Going about my day on June 24 meant running errands and fighting back tears as my sister drove us to the store. It meant sitting in the chiropractor’s office in my hometown and deciding that this was the perfect time to start reading the 213-page decision that had taken away my rights.
I don’t want to get an abortion. I never have. But I don’t know what I would do if I were raped. I don’t know what I would do if I had three kids and a deadbeat husband, and I found out that this pregnancy might kill me. I shouldn’t have to worry about that. No one should have to worry about that.
Shortly after the decision was released, my sister shared a Twitter thread. It told the story of an 8-year-old girl whose mother had an ectopic pregnancy pre-Roe, and her father had to get on his knees in front of a hospital board to beg for her life. She said, “I came home from school to find my Mom lying in a puddle of blood. She was weak & asked me to call a neighbor. She was miscarrying, but the embryo would not abort. For 48 hours, she bled while doctors transfused blood, waiting. Abortions were illegal. My Father was required to bring my little sister & I to the hospital boardroom to prove to the board that there were children to consider. I will never forget standing there, watching my Father get on his knees & BEG the board to save my Mother…2 years ago, my daughter had an ectopic pregnancy. It was attached to an artery & if it burst, she would bleed to death before she could make it to an ambulance. Because of Roe, her life was saved…” Abortion is a right because it is healthcare.

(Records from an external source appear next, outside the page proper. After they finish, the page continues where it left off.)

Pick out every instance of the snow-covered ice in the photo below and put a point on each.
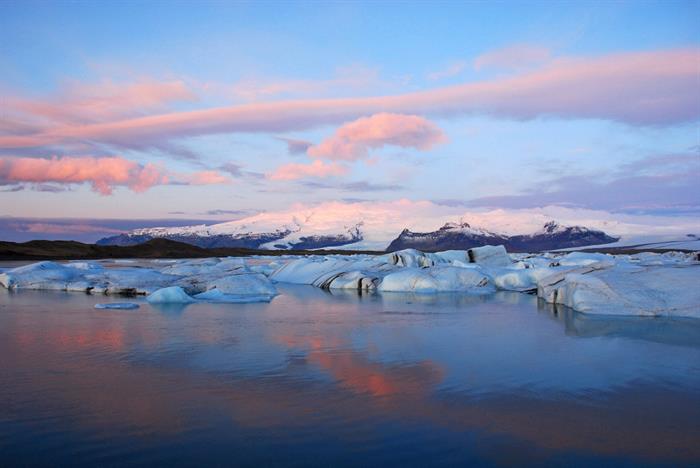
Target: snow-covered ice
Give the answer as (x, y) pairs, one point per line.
(117, 305)
(640, 284)
(170, 295)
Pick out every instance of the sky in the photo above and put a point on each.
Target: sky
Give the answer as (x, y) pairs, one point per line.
(162, 113)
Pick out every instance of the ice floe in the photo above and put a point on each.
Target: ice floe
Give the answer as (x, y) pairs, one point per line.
(639, 284)
(170, 295)
(117, 305)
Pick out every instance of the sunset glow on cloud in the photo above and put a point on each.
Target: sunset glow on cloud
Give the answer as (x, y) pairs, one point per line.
(478, 117)
(316, 168)
(354, 140)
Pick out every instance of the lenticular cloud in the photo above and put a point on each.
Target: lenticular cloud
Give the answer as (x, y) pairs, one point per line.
(353, 140)
(102, 173)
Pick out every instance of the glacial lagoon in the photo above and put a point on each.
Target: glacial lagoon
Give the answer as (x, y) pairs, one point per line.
(343, 378)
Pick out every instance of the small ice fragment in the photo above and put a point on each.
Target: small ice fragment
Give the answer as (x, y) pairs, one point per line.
(171, 295)
(117, 305)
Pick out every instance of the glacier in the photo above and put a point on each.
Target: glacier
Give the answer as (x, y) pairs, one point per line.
(641, 284)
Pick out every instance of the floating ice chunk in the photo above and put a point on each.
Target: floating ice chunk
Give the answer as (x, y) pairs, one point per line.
(245, 284)
(490, 255)
(306, 270)
(85, 265)
(519, 279)
(170, 295)
(41, 275)
(117, 305)
(409, 279)
(437, 279)
(128, 280)
(358, 280)
(411, 258)
(453, 256)
(625, 290)
(584, 258)
(215, 295)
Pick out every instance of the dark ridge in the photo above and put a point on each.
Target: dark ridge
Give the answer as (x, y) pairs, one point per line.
(154, 248)
(450, 237)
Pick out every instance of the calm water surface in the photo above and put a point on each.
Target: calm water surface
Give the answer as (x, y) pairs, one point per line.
(314, 378)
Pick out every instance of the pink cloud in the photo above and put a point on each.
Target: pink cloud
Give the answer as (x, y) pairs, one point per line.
(103, 173)
(81, 103)
(317, 168)
(515, 57)
(645, 88)
(207, 178)
(353, 140)
(450, 70)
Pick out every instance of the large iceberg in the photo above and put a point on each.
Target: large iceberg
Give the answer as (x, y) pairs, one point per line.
(593, 283)
(626, 289)
(170, 295)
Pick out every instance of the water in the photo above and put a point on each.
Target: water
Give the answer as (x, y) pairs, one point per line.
(315, 378)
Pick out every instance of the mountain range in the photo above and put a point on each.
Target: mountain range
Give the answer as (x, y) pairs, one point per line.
(307, 233)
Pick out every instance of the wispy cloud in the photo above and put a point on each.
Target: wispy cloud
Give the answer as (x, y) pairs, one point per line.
(103, 174)
(651, 185)
(316, 168)
(647, 88)
(359, 186)
(514, 57)
(450, 70)
(353, 140)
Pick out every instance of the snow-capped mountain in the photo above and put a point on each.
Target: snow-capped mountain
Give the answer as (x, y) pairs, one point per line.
(453, 236)
(313, 229)
(262, 231)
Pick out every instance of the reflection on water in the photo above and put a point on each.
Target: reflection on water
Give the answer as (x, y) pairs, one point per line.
(679, 331)
(314, 378)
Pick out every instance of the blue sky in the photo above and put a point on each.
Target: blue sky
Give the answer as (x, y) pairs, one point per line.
(75, 77)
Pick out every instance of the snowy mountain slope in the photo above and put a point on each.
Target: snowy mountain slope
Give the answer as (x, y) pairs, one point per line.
(462, 236)
(358, 229)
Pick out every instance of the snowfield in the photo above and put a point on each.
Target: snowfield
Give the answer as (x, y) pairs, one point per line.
(643, 284)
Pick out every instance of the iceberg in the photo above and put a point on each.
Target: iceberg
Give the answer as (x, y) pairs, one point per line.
(490, 255)
(170, 295)
(438, 279)
(215, 295)
(117, 305)
(254, 284)
(625, 290)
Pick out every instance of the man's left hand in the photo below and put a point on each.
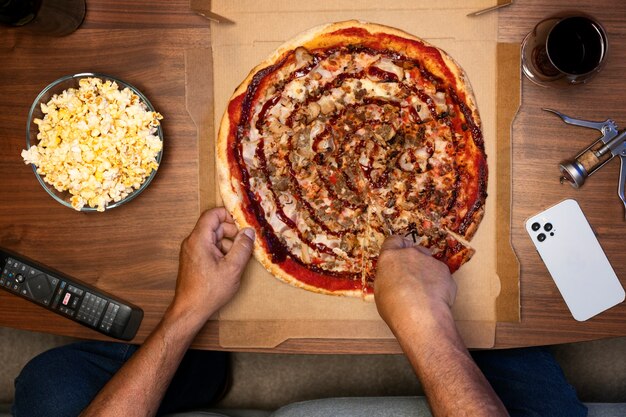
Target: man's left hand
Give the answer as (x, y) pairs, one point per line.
(212, 260)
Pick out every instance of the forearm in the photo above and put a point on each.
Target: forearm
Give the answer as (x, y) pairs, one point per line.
(139, 386)
(452, 382)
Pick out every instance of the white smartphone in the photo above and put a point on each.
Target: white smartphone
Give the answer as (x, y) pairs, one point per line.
(575, 259)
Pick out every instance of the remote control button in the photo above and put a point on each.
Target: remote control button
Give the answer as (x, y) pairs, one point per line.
(66, 299)
(39, 287)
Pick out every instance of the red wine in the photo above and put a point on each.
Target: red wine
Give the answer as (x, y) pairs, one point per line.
(576, 45)
(18, 12)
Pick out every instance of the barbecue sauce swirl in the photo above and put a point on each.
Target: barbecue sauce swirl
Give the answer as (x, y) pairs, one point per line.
(341, 173)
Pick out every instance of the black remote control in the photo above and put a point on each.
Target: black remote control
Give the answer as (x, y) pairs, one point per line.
(68, 296)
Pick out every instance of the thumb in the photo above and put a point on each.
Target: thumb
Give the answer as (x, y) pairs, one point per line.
(396, 242)
(240, 252)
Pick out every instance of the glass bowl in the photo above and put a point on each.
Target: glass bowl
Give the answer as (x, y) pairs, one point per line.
(57, 87)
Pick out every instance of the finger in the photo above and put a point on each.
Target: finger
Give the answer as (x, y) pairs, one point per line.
(211, 220)
(225, 245)
(241, 249)
(229, 230)
(396, 242)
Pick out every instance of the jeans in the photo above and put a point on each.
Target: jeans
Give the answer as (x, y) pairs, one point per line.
(62, 381)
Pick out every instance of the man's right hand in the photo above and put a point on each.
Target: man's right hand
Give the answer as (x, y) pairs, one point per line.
(410, 282)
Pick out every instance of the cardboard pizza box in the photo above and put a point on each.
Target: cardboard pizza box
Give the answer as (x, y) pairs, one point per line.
(266, 312)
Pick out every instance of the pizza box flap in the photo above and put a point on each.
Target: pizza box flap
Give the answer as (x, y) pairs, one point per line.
(267, 312)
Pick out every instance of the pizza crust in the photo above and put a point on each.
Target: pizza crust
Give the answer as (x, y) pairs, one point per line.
(231, 187)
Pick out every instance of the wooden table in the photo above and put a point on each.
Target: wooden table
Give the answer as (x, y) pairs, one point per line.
(133, 251)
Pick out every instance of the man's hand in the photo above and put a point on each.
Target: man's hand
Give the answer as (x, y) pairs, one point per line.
(212, 259)
(414, 293)
(409, 281)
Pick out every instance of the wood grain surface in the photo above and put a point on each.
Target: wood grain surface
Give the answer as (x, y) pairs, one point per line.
(133, 251)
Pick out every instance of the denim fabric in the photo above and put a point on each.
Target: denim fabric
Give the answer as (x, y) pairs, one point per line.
(530, 382)
(62, 381)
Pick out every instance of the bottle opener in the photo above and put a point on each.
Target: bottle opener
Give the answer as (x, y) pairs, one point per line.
(612, 143)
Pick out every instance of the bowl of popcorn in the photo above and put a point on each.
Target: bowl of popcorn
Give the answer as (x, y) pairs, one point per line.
(95, 142)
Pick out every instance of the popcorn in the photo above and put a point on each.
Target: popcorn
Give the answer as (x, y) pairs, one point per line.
(98, 143)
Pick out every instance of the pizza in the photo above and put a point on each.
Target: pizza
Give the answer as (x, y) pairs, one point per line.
(346, 134)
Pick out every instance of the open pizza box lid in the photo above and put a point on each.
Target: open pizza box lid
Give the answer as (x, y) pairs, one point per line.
(266, 312)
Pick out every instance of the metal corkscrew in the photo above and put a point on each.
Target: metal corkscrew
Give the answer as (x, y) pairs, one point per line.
(612, 143)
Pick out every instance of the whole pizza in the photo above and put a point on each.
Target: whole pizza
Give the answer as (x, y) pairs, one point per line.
(347, 134)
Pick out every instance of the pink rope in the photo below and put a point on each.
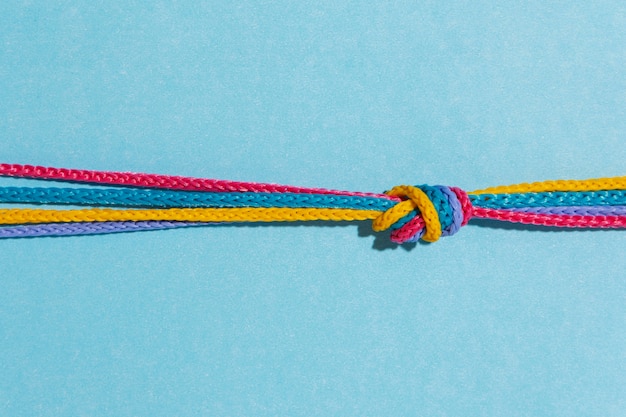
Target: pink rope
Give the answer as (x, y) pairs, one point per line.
(163, 181)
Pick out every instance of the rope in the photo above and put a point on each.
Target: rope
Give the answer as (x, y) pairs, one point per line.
(410, 213)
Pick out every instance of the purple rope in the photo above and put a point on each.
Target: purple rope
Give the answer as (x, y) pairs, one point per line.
(88, 228)
(576, 210)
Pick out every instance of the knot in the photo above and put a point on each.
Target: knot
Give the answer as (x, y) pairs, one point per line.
(426, 212)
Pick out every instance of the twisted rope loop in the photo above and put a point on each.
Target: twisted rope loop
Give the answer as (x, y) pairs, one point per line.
(153, 202)
(425, 212)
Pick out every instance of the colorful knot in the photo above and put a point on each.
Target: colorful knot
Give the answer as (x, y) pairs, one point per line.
(426, 212)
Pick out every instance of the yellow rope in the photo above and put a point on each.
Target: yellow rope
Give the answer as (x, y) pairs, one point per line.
(417, 199)
(614, 183)
(248, 214)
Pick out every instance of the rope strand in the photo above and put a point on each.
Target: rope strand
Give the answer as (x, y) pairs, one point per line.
(154, 202)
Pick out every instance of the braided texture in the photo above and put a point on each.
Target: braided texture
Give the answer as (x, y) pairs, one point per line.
(156, 202)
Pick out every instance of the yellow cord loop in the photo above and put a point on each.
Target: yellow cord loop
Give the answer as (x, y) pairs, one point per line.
(416, 199)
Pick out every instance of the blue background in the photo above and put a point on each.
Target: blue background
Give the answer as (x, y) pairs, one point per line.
(316, 320)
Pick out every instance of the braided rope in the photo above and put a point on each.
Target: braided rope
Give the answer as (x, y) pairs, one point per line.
(94, 228)
(614, 183)
(167, 198)
(160, 181)
(247, 214)
(154, 202)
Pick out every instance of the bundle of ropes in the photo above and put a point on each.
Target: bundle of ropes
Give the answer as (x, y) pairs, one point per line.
(120, 202)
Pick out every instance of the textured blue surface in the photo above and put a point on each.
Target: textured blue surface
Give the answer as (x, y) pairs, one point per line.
(316, 320)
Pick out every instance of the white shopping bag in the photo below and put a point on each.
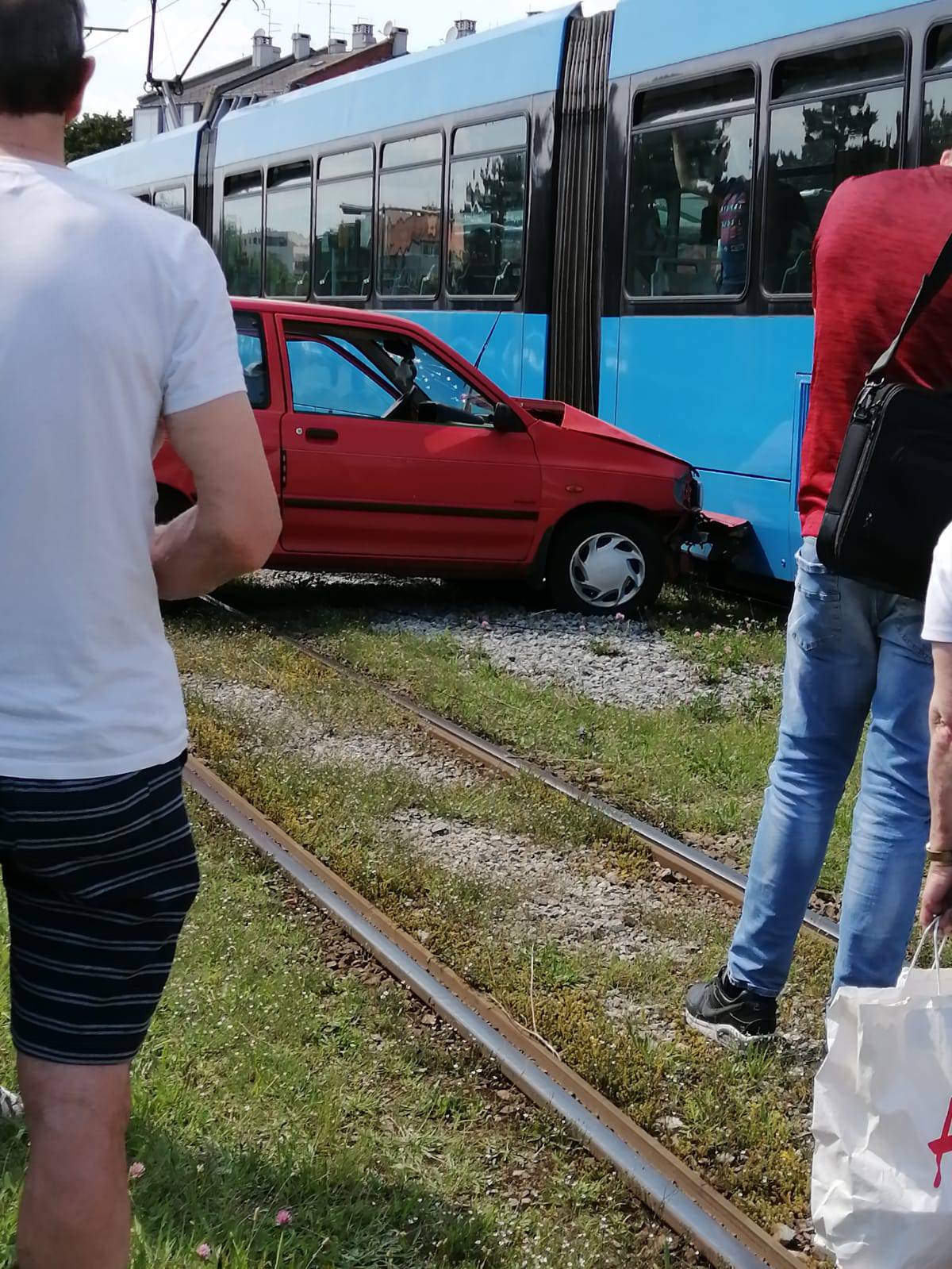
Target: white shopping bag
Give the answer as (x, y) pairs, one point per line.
(882, 1125)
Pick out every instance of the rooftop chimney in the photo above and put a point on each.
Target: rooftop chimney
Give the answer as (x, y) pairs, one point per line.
(264, 51)
(399, 37)
(362, 36)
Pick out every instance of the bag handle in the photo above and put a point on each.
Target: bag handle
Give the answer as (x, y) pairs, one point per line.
(933, 282)
(939, 949)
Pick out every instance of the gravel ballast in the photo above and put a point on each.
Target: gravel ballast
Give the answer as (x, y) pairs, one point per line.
(611, 661)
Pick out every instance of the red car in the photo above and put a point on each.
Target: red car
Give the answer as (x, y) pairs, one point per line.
(393, 453)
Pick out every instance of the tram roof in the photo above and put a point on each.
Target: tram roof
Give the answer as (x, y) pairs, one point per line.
(647, 37)
(169, 156)
(482, 70)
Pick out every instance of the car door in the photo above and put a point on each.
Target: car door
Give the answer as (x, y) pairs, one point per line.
(391, 455)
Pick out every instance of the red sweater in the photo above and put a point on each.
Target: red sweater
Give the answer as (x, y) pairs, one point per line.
(876, 240)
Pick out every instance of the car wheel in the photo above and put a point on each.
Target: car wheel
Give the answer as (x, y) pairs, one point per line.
(606, 563)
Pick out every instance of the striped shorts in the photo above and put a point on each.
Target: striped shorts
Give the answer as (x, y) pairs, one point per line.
(99, 877)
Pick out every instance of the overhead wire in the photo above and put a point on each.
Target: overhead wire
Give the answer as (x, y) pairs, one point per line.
(139, 21)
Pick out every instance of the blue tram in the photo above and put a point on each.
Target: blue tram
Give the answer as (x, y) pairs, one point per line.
(613, 210)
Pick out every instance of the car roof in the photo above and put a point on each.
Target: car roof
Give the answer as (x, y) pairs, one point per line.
(330, 313)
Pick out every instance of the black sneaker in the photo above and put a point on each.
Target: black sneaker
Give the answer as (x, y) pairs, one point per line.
(729, 1014)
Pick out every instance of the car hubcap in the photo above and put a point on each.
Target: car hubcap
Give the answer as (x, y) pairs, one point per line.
(607, 570)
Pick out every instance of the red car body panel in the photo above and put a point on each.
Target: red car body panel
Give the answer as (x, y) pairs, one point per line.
(405, 497)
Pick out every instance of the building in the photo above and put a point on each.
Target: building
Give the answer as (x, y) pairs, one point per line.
(263, 74)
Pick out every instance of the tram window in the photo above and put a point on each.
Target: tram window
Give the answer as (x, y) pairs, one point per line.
(841, 67)
(721, 94)
(355, 163)
(344, 226)
(171, 201)
(486, 137)
(410, 221)
(287, 241)
(241, 234)
(488, 210)
(413, 152)
(937, 121)
(689, 209)
(253, 360)
(939, 48)
(814, 148)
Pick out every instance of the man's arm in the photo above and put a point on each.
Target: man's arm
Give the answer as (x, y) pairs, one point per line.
(236, 521)
(937, 898)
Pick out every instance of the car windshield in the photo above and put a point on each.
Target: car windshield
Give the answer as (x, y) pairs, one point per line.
(370, 373)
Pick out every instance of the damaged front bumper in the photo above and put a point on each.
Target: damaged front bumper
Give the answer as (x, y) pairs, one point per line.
(708, 538)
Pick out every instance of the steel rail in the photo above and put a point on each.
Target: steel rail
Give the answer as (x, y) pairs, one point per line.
(677, 1194)
(698, 867)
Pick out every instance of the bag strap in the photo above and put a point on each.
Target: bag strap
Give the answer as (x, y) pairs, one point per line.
(933, 282)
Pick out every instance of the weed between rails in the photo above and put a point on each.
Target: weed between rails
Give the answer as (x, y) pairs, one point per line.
(742, 1120)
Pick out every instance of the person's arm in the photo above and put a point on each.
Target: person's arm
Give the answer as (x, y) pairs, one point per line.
(209, 424)
(937, 898)
(236, 521)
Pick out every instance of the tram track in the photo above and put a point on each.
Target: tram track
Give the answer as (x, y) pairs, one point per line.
(668, 852)
(720, 1231)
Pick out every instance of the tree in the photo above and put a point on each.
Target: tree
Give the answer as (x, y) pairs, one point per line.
(97, 133)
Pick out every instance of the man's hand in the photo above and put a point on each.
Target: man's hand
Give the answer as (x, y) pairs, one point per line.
(937, 898)
(236, 521)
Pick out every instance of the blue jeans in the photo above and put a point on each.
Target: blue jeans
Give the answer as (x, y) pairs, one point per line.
(852, 652)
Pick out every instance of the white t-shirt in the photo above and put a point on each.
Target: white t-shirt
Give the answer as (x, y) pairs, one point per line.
(939, 602)
(112, 313)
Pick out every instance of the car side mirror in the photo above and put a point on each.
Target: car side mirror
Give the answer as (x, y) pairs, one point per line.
(505, 419)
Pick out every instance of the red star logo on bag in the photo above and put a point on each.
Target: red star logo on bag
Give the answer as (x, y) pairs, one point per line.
(942, 1146)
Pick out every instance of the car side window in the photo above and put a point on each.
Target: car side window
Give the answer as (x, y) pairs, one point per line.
(381, 375)
(253, 360)
(327, 377)
(446, 387)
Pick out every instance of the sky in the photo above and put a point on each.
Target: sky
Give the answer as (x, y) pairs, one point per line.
(122, 60)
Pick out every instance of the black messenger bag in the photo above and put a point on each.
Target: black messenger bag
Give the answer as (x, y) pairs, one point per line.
(892, 497)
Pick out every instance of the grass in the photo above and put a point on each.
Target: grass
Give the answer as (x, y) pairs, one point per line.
(742, 1120)
(697, 768)
(274, 1082)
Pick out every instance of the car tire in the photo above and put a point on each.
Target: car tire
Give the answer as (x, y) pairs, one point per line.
(606, 563)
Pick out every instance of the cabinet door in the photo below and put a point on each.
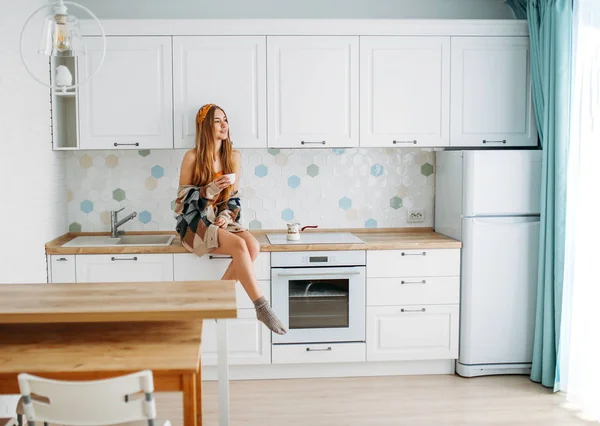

Trudy Busch Valentine knows what it’s like to have to make difficult medical decisions. She’s been there for patients – she has seen both the physical and emotional pain that these decisions cause. As she says in this video, “These are very emotionally charged issues, and I’ve seen them in person as a nurse, and politicians should not be involved in any of those personal decisions.” Valentine knows that women and girls across Missouri are scared, and she will be there for us as an advocate in the Senate. Valentine fiercely supports codifying Roe and working to protect women throughout Missouri and across the country. Valentine is the woman Missouri needs in the Senate.
Across the country, the midterm elections are being addressed as a referendum on the Dobbs decision. Here in Missouri, we have a unique opportunity: we are holding a referendum on the Dobbs decision by voting against one of the men that stripped Missouri women of our right to an abortion.
Eric Schmitt has shown that he does not care about Missouri’s women. He does not care about their extenuating circumstances. What he cares about is padding his political portfolio with conservative talking points. For someone who worked so hard to address the backlog in Missouri’s testing of sexual assault kits, you would think that Schmitt might continue to help survivors of sexual assault by not forcing them to carry their rapist’s baby. Oh wait, Eric Schmitt doesn’t care about women, he only cares about himself.
If you are a woman, I need you to register to vote by October 12. You can do it right now, here. It takes five minutes, and you won’t have to do it again unless you move. If you’re upset about the Dobbs decision, if you want your daughters to have as many rights as their mothers, or if you know that a nurse can do a better job at addressing healthcare than an Attorney General, you’ll join me in voting for Trudy Busch Valentine.